Dengan semakin ketatnya persaingan ini, maka masing-masing partai pendukung melakukan berbagai cara untuk memenangkan kontestasi politik ini.
"Dengan berkolaborasi dengan pengusaha media yang merangkap pimpinan partai politik, Joko Widodo dan Prabowo Subianto memanfaatkan media televisi dan frekuensi publik sebagai sarana yang ampuh untuk berkampanye," ucapnya.
Menurut AJI Jakarta, sejumlah televisi telah menyalahgunakan frekuensi televisi dengan menayangkan porsi pemberitaan yang lebih banyak dari sisi durasi dan gambar untuk calon presiden yang didukung oleh para pemiliknya.
Selain melalui pemberitaan, televisi tersebut juga menyediakan program tayangan kepada calon presiden yang didukung oleh pemilik televisi, seperti yang tampak pada kemunculan seorang capres pada acara pencarian idola.
"Fenomena ini menunjukan bahwa pemilik media mengabaikan teguran yang dikeluarkan Komisi Penyiaran Indonesia (KPI) terkait siaran media televisi menjelang pemilihan legislatif lalu," ujarnya.
Saat itu, KPI berkesimpulan terdapat sebanyak enam lembaga penyiaran yang telah dinilai tidak proporsional dalam penyiaran politik.

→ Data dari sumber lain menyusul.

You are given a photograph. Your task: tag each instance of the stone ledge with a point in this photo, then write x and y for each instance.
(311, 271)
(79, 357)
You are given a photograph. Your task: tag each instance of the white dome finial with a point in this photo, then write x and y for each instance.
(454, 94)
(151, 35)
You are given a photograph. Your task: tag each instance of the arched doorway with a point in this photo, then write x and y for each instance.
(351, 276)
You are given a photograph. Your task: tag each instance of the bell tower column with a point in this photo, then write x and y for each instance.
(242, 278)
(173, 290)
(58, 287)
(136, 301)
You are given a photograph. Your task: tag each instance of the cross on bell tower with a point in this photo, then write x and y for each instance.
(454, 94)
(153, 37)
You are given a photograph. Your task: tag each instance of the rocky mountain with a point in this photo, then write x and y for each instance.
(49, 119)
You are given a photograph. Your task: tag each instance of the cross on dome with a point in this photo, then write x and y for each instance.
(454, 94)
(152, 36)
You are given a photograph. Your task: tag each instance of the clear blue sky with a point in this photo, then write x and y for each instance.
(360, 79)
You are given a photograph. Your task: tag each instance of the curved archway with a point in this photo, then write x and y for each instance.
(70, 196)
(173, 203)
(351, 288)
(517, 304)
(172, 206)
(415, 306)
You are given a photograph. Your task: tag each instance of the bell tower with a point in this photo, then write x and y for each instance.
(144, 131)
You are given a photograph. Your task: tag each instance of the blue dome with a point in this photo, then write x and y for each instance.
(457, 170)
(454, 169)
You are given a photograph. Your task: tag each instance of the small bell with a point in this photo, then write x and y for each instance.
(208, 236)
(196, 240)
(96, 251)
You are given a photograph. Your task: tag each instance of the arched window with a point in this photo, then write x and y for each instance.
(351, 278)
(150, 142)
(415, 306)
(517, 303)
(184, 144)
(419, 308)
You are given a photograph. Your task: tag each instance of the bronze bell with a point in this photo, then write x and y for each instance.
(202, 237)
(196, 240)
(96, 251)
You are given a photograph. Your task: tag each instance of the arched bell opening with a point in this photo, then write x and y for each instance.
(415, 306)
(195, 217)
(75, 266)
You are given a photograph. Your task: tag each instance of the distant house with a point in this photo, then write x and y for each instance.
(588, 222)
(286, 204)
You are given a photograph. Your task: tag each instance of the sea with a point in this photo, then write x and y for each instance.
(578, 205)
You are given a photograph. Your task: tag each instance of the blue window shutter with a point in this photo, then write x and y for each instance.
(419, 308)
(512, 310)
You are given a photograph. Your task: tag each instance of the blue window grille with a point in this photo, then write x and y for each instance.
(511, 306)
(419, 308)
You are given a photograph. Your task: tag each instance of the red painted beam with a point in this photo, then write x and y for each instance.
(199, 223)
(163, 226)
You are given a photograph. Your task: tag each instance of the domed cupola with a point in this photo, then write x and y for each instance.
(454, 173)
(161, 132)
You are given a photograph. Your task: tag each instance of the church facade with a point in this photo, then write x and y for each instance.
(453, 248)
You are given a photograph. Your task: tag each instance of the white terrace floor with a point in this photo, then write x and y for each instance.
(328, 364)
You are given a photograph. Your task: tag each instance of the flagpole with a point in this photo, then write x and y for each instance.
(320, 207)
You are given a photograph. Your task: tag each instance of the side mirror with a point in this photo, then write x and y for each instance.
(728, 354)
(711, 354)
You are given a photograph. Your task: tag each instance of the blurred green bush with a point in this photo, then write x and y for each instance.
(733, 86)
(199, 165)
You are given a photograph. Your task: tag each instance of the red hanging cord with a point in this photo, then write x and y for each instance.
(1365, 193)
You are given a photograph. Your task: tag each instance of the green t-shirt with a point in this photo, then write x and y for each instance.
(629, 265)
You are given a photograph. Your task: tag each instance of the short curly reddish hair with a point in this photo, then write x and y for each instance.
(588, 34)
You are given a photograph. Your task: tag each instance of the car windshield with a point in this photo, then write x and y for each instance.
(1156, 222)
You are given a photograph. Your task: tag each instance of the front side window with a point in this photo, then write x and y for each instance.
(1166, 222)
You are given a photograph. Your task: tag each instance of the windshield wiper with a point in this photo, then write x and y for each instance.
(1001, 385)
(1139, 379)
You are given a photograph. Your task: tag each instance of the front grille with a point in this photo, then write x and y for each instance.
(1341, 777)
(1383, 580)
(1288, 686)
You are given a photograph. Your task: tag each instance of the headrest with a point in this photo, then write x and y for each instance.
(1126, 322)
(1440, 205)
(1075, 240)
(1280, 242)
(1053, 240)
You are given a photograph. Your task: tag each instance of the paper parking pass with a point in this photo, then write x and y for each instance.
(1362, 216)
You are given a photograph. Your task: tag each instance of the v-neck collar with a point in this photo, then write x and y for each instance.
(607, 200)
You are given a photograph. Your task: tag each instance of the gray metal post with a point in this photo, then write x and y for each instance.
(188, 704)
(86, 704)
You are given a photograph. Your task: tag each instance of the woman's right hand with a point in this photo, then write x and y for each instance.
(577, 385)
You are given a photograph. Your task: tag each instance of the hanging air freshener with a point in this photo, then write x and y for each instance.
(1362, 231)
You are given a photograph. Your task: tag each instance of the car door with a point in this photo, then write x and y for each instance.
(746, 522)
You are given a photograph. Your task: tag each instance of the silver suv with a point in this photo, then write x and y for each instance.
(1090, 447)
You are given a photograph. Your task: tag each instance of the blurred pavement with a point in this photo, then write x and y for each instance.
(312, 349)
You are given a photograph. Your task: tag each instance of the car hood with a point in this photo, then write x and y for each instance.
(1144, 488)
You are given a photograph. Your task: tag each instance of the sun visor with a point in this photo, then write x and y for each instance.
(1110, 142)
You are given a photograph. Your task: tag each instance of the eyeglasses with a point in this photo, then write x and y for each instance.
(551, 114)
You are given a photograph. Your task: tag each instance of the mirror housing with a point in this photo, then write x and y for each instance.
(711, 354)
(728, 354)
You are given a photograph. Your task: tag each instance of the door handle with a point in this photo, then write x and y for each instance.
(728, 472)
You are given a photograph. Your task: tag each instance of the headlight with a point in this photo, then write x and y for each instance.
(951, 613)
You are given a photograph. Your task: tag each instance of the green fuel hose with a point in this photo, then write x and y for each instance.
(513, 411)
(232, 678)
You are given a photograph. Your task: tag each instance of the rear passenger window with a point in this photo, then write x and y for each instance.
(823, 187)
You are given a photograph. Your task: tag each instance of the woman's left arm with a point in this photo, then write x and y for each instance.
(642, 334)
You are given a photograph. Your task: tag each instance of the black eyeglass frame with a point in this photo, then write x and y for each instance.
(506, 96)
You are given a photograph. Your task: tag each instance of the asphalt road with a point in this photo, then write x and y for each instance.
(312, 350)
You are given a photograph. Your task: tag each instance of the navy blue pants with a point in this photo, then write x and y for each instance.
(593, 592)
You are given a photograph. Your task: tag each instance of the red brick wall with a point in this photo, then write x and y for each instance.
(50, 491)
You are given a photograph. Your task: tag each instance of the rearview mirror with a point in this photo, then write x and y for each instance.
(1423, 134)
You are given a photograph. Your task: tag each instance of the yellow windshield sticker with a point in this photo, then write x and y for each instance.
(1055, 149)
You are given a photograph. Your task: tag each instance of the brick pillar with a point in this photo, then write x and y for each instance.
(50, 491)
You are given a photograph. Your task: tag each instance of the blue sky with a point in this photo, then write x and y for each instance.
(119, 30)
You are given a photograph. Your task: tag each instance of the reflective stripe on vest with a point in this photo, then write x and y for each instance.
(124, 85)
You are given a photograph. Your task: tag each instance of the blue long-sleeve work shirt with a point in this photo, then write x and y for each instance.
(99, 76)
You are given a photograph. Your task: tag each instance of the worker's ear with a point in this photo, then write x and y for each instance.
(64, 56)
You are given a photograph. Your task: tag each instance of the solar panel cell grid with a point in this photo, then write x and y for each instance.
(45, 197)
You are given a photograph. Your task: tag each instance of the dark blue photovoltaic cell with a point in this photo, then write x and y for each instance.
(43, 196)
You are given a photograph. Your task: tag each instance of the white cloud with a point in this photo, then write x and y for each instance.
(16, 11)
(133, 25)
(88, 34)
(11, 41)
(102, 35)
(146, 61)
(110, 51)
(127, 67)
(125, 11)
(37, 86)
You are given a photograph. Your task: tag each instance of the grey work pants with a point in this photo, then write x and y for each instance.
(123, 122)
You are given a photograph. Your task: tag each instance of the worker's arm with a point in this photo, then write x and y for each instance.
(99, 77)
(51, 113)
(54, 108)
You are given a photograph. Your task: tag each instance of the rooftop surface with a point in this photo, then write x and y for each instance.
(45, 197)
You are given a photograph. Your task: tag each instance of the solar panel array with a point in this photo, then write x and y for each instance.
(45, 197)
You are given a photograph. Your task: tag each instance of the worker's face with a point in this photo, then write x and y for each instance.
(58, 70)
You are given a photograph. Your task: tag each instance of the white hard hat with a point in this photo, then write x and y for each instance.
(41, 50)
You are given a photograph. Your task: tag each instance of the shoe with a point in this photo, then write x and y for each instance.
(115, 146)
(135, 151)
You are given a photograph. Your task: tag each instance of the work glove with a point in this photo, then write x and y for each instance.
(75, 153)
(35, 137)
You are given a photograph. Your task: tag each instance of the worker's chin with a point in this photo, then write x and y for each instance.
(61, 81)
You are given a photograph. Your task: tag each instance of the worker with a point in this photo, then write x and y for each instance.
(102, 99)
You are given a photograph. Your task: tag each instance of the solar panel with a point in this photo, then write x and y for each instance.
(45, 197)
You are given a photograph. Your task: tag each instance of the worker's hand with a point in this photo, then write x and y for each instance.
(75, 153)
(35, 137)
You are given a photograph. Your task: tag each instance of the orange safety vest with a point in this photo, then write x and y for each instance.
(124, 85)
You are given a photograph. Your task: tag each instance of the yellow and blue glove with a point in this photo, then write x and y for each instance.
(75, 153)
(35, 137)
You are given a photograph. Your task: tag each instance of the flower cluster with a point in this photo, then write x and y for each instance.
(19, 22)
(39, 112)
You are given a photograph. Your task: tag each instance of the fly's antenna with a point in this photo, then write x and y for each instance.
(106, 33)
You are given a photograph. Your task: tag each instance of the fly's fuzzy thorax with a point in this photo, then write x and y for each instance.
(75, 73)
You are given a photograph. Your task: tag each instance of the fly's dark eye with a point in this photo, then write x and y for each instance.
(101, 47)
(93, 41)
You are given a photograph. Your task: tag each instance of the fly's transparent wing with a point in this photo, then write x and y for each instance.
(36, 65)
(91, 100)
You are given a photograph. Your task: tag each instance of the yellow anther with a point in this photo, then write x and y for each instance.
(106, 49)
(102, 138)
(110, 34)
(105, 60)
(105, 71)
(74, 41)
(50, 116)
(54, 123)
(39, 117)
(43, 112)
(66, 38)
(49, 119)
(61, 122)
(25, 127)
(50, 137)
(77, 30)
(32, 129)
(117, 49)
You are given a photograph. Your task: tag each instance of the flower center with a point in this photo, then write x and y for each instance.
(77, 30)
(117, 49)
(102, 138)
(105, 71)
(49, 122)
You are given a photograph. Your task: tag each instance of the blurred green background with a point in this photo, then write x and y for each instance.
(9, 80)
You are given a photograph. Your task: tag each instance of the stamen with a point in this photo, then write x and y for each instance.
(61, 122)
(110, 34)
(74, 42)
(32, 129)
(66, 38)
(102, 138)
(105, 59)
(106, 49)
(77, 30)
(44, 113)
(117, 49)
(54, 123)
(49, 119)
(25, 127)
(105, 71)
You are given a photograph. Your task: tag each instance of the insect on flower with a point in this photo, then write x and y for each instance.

Padahal, pentingnya independensi dan netralitas lembaga penyiaran sudah diatur dalam Pedoman Perilaku Penyiaran (P3) dan Standar Program Siaran (SPS) yang dikeluarkan KPI.
Pedoman itu tertera dalam P3 Pasal 11 Ayat 2 yang berbunyi, "Lembaga penyiaran wajib menjaga independensi dan netralitas isi siaran dalam setiap program siaran".
Penegasan netralitas dan independensi lembaga penyiaran juga telah lama diatur dalam Undang-Undang No 40 Tahun 1999 tentang Pers dan Kode Etik Jurnalistik.
Pentingnya netralitas dan independensi dalam menyampaikan informasi diatur dalam Pasal 6, "Mengembangkan pendapat umum berdasarkan informasi tepat, akurat dan benar, melakukan pengawasan, kritik dan saran terhadap hal yang berkaitan dengan kepentingan umum, serta memperjuangkan keadilan dan kebenaran."
Untuk itu, AJI Jakarta juga mengajak para awal redaksi di media televisi, cetak, online dan radio untuk melawan intervensi para pemilik media yang memiliki afiliasi politik kepada salah satu calon presiden.
"Menolak intervensi pemilik media demi menjaga independensi ruang redaksi dilindungi Undang-Undang Pers maupun Undang-undang Penyiaran. AJI Jakarta setiap saat akan menerima setiap pengaduan dari para jurnalis maupun pekerja televisi di program siaran yang mengalami dan mengetahui adanya intervensi pemilik dan pimpinan media ke ruang redaksi," tegasnya.